③
すぐに同じバッジの男がわらわらとやってくる。フレンが蹴りを叩き込んで地面に沈めた、もう二人の男を同じように捕らえた。
「グリーティア様! こちらですべてでしょうか!」
最初に来た男が、びしりと敬礼をして言った。どうやらフレンに向かって言ったようだ。
それでグレイスは知る。先程の笛は、この自警組織の人々を呼び寄せるものだったのだ。
「ああ。……連れていけ。処分はおいおい」
「かしこまりました!」
その言葉のときだけ、フレンはまた冷たい目と声に戻って、告げた。
それですべておしまいになった。グレイスに悪事を働いていた男たちは引きずられていった。自警組織の集団も引き上げていく。残ったのは。
「……お嬢様。無事、ですか」
声をかけられて、グレイスは再びはっとした。
フレンが話しかけてくれている。やっと認識して、グレイスはフレンをおそるおそる見た。

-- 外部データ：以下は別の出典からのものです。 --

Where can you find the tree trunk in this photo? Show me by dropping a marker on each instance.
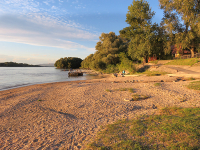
(192, 52)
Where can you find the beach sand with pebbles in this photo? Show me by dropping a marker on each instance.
(68, 115)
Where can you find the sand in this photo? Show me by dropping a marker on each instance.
(68, 115)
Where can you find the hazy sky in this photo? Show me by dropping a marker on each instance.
(42, 31)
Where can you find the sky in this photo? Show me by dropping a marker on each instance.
(43, 31)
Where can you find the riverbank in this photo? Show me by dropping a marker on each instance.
(69, 114)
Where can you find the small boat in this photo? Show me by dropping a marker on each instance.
(75, 74)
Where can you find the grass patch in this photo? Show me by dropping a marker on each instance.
(137, 97)
(157, 84)
(107, 90)
(173, 128)
(131, 90)
(194, 85)
(187, 62)
(154, 62)
(191, 78)
(154, 73)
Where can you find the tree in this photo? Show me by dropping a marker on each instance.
(181, 22)
(68, 62)
(140, 33)
(107, 52)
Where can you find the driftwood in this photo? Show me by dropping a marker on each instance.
(75, 74)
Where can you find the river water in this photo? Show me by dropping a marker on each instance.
(13, 77)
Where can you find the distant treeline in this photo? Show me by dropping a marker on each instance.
(68, 62)
(14, 64)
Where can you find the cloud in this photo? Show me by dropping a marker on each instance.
(42, 31)
(29, 60)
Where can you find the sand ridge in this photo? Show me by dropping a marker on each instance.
(70, 113)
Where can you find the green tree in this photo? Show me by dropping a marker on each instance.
(141, 33)
(181, 22)
(68, 62)
(107, 52)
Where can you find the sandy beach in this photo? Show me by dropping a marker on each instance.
(67, 115)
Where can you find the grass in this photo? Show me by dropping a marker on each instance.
(191, 78)
(131, 90)
(154, 73)
(107, 90)
(194, 85)
(188, 62)
(137, 97)
(173, 128)
(157, 84)
(154, 62)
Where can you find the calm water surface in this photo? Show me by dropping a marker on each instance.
(13, 77)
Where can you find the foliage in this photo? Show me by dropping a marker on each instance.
(181, 21)
(189, 62)
(14, 64)
(154, 73)
(68, 62)
(157, 84)
(173, 128)
(194, 85)
(145, 38)
(107, 53)
(126, 64)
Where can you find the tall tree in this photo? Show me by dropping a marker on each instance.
(140, 30)
(107, 52)
(181, 22)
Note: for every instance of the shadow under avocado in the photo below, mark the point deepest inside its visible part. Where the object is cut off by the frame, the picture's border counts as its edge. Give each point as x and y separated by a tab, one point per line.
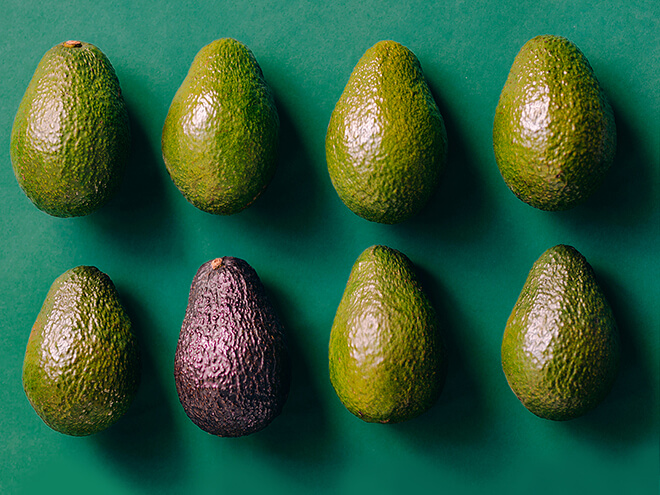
629	413
301	435
144	443
291	201
625	198
459	206
459	423
139	213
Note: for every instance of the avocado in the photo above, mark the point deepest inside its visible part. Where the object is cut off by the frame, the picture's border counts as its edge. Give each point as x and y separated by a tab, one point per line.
70	139
220	136
231	367
554	134
386	142
387	357
560	351
82	364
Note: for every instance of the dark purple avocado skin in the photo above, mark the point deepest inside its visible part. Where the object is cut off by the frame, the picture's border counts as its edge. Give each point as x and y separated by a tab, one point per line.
231	367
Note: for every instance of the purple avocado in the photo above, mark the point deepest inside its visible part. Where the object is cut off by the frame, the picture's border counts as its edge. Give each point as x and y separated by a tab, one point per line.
231	367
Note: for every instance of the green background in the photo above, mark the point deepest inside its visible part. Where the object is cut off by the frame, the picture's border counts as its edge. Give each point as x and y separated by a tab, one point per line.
473	244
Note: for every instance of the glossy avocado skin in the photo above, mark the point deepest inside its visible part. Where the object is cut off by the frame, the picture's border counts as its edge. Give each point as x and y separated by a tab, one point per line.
386	142
231	367
82	364
70	140
220	136
387	357
560	351
554	133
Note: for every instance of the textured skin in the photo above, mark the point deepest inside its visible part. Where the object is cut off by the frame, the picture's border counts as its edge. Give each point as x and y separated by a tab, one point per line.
220	136
231	367
386	142
71	139
560	350
554	134
387	358
82	366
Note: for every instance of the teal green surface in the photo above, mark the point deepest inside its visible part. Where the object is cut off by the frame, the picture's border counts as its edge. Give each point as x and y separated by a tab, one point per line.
473	244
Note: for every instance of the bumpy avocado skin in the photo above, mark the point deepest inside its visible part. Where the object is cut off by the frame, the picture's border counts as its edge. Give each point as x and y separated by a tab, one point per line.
220	136
231	367
82	364
386	142
387	357
70	140
560	351
554	133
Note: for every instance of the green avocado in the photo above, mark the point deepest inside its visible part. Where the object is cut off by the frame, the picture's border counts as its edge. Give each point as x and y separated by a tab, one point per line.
554	134
231	366
560	351
82	366
386	142
220	136
387	357
70	139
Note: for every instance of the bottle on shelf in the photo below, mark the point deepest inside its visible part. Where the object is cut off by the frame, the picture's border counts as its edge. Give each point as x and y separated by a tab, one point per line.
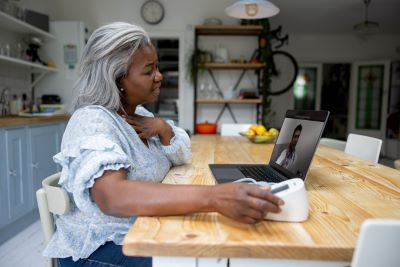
14	105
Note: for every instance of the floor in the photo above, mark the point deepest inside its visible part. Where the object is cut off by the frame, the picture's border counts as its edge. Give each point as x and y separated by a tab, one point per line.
24	250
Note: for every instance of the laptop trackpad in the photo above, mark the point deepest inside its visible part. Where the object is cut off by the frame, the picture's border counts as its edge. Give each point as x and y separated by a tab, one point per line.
226	174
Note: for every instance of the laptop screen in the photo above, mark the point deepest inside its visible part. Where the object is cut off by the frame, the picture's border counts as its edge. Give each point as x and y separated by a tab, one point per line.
297	142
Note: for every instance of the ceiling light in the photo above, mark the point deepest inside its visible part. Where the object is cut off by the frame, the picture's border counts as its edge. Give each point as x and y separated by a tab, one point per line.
366	27
252	9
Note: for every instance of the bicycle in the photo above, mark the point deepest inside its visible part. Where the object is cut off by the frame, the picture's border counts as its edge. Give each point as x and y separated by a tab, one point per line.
281	66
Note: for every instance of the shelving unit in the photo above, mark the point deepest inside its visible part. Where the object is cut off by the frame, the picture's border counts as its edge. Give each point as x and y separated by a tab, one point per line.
11	24
225	30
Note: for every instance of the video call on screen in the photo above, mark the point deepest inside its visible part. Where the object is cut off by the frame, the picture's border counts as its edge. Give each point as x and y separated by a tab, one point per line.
296	160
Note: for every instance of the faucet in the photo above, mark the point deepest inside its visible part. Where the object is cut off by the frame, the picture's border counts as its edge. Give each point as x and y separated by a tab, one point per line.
4	101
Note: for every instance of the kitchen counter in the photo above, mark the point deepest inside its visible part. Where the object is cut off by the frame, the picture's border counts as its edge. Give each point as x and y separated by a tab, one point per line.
16	120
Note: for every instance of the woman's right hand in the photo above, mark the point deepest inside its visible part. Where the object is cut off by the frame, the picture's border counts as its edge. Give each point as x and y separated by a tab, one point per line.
245	202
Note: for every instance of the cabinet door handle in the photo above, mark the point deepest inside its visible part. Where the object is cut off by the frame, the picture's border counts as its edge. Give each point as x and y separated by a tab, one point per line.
35	165
12	173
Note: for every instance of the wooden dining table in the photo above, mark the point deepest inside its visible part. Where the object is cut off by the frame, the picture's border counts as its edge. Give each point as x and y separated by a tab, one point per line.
343	191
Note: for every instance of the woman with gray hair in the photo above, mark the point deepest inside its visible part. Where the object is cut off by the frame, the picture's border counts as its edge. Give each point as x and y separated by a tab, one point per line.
115	153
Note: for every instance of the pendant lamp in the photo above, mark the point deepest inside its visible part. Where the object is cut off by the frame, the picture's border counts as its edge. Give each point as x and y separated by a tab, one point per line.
366	27
252	9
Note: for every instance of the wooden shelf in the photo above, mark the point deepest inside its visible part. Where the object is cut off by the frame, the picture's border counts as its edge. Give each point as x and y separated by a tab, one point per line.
228	101
24	63
232	66
228	30
12	24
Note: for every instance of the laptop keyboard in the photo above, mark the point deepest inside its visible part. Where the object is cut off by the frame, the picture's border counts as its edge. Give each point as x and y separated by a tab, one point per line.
261	173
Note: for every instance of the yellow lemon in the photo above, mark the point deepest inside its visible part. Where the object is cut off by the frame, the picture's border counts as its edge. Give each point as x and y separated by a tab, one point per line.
253	127
260	130
250	133
267	133
273	131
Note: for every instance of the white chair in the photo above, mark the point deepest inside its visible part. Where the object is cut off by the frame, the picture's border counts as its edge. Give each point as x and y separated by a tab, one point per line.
51	199
397	164
364	147
378	244
333	143
228	129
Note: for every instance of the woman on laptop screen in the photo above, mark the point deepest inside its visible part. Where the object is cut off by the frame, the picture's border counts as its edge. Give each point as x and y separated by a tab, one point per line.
288	157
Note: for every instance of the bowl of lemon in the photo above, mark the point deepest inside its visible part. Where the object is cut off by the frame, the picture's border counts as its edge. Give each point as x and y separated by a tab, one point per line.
259	134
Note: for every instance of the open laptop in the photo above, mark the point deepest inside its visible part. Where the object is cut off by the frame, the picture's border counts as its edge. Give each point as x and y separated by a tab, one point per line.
292	153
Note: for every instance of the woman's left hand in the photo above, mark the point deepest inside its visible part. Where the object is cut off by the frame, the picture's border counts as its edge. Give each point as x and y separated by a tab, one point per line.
147	127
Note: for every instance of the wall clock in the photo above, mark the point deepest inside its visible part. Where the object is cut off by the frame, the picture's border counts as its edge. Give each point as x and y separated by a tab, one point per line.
152	12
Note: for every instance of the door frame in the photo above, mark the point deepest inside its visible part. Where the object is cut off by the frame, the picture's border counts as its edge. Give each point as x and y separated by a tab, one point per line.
181	65
351	128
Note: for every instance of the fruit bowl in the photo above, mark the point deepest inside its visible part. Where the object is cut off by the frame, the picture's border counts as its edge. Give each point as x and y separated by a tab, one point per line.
260	139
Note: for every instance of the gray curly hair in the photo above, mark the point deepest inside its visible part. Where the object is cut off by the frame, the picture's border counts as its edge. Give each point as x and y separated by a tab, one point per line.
106	58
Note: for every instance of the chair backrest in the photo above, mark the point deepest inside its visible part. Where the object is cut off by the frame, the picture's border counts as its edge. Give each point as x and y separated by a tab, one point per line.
51	199
397	164
378	244
364	147
333	143
228	129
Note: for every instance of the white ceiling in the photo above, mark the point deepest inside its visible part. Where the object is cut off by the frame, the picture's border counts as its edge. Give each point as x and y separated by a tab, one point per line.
335	16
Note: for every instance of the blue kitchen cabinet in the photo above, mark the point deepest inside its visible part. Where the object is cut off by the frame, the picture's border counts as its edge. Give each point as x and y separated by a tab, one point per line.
19	186
4	217
26	158
44	144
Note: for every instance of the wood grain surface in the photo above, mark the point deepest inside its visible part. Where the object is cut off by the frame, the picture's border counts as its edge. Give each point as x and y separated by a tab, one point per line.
343	191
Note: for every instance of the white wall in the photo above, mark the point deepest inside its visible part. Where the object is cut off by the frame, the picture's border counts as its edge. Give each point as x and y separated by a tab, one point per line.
180	17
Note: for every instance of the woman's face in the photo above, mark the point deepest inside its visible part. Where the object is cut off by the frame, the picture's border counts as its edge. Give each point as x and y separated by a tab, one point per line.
142	82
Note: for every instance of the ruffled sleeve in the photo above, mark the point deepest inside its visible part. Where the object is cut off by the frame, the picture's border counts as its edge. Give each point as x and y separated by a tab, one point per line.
86	153
82	165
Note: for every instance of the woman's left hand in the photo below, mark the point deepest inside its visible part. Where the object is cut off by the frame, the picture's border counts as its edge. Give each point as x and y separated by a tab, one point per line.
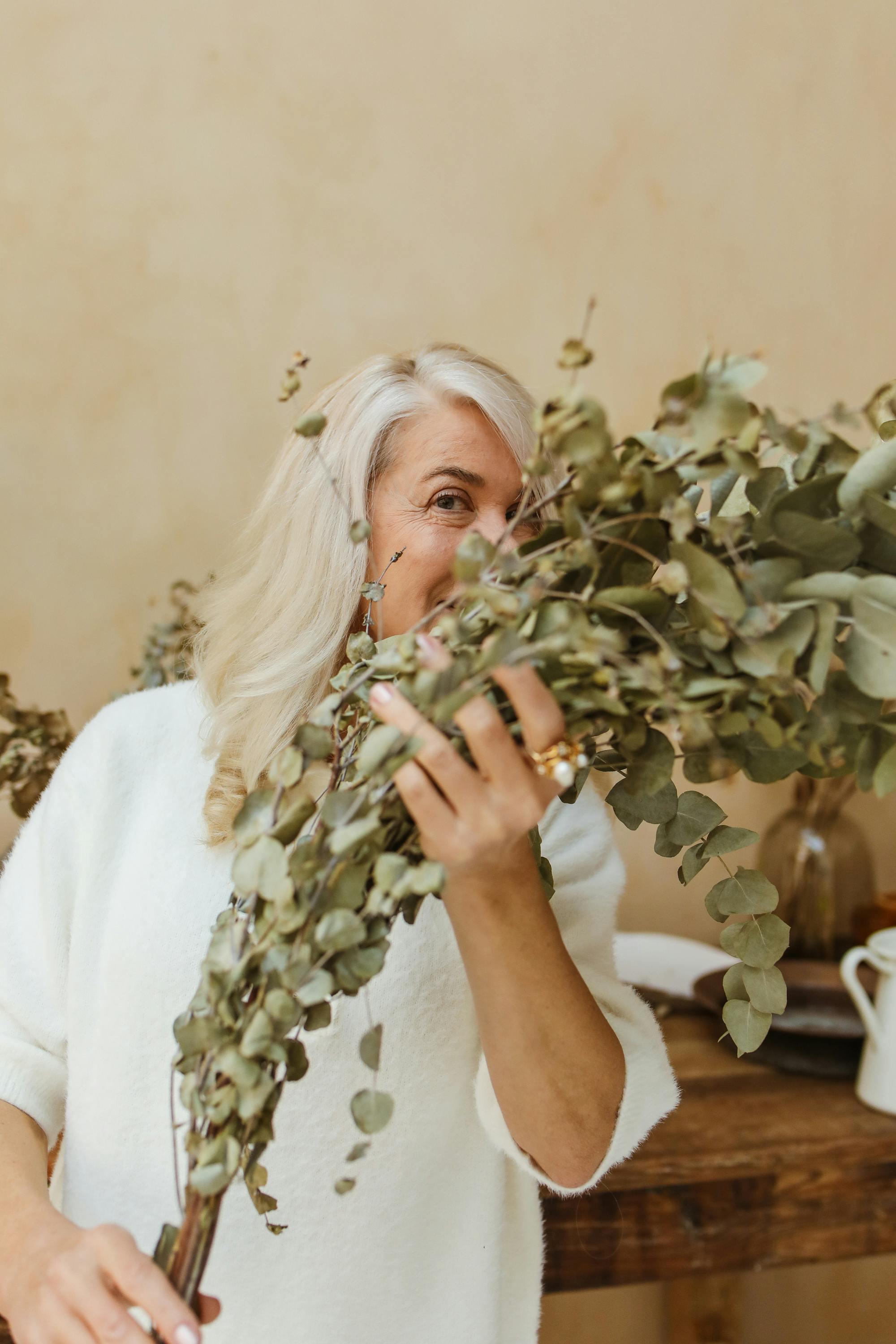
478	819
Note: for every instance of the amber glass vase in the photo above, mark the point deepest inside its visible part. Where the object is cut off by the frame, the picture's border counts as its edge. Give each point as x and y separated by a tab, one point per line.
820	861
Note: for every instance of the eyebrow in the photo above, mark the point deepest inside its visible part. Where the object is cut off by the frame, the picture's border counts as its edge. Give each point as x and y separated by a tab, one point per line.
460	472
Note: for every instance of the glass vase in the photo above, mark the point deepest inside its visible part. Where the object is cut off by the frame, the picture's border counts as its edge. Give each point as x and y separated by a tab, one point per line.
820	861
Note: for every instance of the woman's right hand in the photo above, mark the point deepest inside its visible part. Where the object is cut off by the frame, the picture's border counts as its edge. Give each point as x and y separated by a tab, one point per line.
73	1285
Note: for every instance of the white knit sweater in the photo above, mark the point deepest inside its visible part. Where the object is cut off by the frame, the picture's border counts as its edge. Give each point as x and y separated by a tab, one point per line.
107	904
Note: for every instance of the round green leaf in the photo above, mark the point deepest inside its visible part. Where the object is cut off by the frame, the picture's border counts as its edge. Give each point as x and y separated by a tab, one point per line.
758	943
747	1026
371	1111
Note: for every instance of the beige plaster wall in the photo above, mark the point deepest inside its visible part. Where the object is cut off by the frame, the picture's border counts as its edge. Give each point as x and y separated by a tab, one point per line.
191	191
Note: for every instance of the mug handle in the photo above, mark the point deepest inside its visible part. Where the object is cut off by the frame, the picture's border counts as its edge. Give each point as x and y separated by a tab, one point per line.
848	968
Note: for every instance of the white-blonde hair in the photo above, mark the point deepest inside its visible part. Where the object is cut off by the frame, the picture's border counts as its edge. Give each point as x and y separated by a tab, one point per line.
277	616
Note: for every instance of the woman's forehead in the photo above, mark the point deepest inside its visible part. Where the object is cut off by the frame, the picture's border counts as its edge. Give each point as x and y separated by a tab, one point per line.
454	441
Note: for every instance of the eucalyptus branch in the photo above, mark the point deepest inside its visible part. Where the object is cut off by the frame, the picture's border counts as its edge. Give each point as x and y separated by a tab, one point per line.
722	663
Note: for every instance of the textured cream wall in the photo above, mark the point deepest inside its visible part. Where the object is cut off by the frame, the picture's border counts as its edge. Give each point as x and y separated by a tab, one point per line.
191	191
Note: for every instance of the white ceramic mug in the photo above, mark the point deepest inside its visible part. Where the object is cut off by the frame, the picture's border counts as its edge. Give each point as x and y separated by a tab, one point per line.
876	1081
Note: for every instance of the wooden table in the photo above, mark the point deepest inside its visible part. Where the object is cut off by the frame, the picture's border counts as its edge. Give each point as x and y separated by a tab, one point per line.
755	1170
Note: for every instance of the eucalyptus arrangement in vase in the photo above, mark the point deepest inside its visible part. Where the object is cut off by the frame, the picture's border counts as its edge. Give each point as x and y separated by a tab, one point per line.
716	592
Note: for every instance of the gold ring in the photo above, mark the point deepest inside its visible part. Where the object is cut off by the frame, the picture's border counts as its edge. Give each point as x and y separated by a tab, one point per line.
559	761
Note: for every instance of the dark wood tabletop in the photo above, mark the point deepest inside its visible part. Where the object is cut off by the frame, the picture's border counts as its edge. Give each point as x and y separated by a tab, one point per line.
755	1170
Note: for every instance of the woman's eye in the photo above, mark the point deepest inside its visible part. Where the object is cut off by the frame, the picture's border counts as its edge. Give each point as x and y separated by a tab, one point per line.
452	500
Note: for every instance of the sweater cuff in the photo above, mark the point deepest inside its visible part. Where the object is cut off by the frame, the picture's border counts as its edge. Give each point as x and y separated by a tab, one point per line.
34	1081
650	1090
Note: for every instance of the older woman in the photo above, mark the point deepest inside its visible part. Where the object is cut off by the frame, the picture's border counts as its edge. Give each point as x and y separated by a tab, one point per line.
512	1051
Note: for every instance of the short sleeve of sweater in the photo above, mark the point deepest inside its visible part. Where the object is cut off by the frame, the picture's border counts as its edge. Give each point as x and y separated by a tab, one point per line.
38	885
589	878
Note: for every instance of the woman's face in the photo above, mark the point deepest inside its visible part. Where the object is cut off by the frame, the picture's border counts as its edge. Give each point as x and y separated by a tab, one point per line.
452	472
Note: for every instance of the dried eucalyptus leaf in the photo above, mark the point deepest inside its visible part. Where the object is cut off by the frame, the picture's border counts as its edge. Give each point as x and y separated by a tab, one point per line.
353	835
870	652
711	582
296	1061
653	808
256	816
732	982
727	839
316	988
747	1026
692	862
371	1111
758	943
338	929
695	816
318	1017
370	1047
766	987
378	745
747	893
359	647
763	658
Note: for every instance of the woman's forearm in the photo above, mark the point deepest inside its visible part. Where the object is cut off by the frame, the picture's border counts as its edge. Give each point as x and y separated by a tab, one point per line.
555	1062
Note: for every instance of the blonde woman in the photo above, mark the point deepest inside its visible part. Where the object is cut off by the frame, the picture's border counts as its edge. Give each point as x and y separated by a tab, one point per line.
512	1051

やはり、先程声をかけてくれたときと同じ。グレイスに普段向けてくれる、穏やかな口調と、そして心配げではあるもののずっと落ちついた目をしている。
……助かったのだ。
グレイスの体から一気に力が抜けた。同時にがくがくと体が震えてくる。
……助かったのだ。もう一度、今度は自分に言い聞かせた。
けれどそのあとのことに、グレイスの意識は一気に現実に引き戻された。
「……お嬢様」
ぐっとフレンの腕に力がこもる。グレイスの体を強く引き寄せてきた。
あっと思ったときには、支えられるのではなく、フレンの腕の中にしっかり抱き込まれてしまっていた。
あたたかな体温が伝わってくる。とくとくと速い鼓動も。
なに、これは、いったい。
ぼんやりと、グレイスは追いつかない思考の中で呟いた。
「良かった……良かった、です……ご無事で」
フレンの声は震えていた。涙声にも近い。
ただ、グレイスはそれをはっきり認識することはなかった。
彼の腕に抱かれている。そればかりが大きく心と体に迫ってくる。
どく、どく、と違う意味で心臓が騒ぎだす。熱い血を体中に巡らせるように。
そのとおりに、かぁっと体が熱くなった。
そのうち、そっと体は離されてしまった。代わりにフレンの瞳がグレイスを覗き込んでくる。
グレイスはされるがままになるしかなく、翠色をしたそれをぼんやりと見つめ返した。
「帰りましょう」
ふっと、フレンの目が緩む。
その瞳を見て、やっとグレイスにまともな思考が戻ってきたのかもしれない。まだ震えるくちびるを開いて、やっと言葉を押し出した。